Congress has spent so many decades deferring to presidential power that it has mostly forgotten how to legislate without direction from the Oval Office. But Trump’s erratic reaction to the Republican spending bill should have destroyed the last naive illusions that congressional Republicans have a stable partner in the White House.

Trump cannot be counted on for either leadership or followership. Even his blustery veto threats can be ignored until the president demonstrates that he is willing to actually veto legislation rather than just issue hollow threats.

What might have been

For starters, Congress should return to the difficult problem of securing the legal status of those who qualify for the Deferred Action for Childhood Arrivals, or DACA, program.

Yes, the Senate failed during a series of votes last month to arrive at a compromise that would survive a filibuster. But a legislative impasse does not make the problem disappear. Right now, the courts have stayed deportation of these immigrants, who came to this country without papers as children.

These fragile protections for the Dreamers might not last until Election Day. It is hard to imagine how GOP prospects in upper-income districts would be enhanced by well-publicized mass roundups of these appealing young adults who grew up in this country.

In similar fashion, the clock is ticking as Congress quails in the face of demands for gun legislation. If the political anger is high now, imagine the outcry when — and sadly, it is virtually inevitable — the nation is shocked by another mass shooting.

Trump came to power with only one legislative proposal with the potential to unite left and right, Democrats and Republicans. Every voter who drives, flies or takes mass transit grapples daily with the frustrations of America’s decaying infrastructure.

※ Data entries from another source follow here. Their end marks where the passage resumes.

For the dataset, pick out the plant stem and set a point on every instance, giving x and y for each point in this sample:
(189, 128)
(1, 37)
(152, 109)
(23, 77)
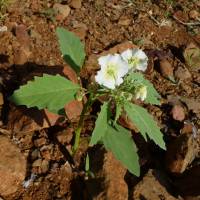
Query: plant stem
(80, 124)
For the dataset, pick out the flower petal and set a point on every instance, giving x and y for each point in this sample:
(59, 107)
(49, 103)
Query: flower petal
(126, 55)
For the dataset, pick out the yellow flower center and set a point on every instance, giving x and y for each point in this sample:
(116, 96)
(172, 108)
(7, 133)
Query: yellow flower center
(111, 72)
(133, 61)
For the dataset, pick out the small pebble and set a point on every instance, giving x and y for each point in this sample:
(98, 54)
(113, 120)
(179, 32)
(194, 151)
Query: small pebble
(178, 113)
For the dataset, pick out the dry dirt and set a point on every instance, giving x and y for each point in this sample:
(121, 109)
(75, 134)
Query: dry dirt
(168, 31)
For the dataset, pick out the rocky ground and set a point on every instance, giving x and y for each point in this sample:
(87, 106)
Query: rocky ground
(35, 163)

Amazingly, Trump the Master Builder has failed to come close to coming up with a credible long-term plan to upgrade the nation’s highways, bridges and airports. Rather than waiting passively for the next ineffectual round of Infrastructure Week rhetoric, Congress should attempt to write a big bill independent of the incompetent sputtering from the White House.

None of this, of course, will happen, because the congressional GOP lives in mortal terror of offending Trump supporters. Even later in the year, after most of congressional primaries are over and future GOP majorities hang in the balance, Republicans on Capitol Hill would rather loaf than legislate.

It makes you wonder why any ambitious Republican would ever aspire to serve in a do-nothing Congress.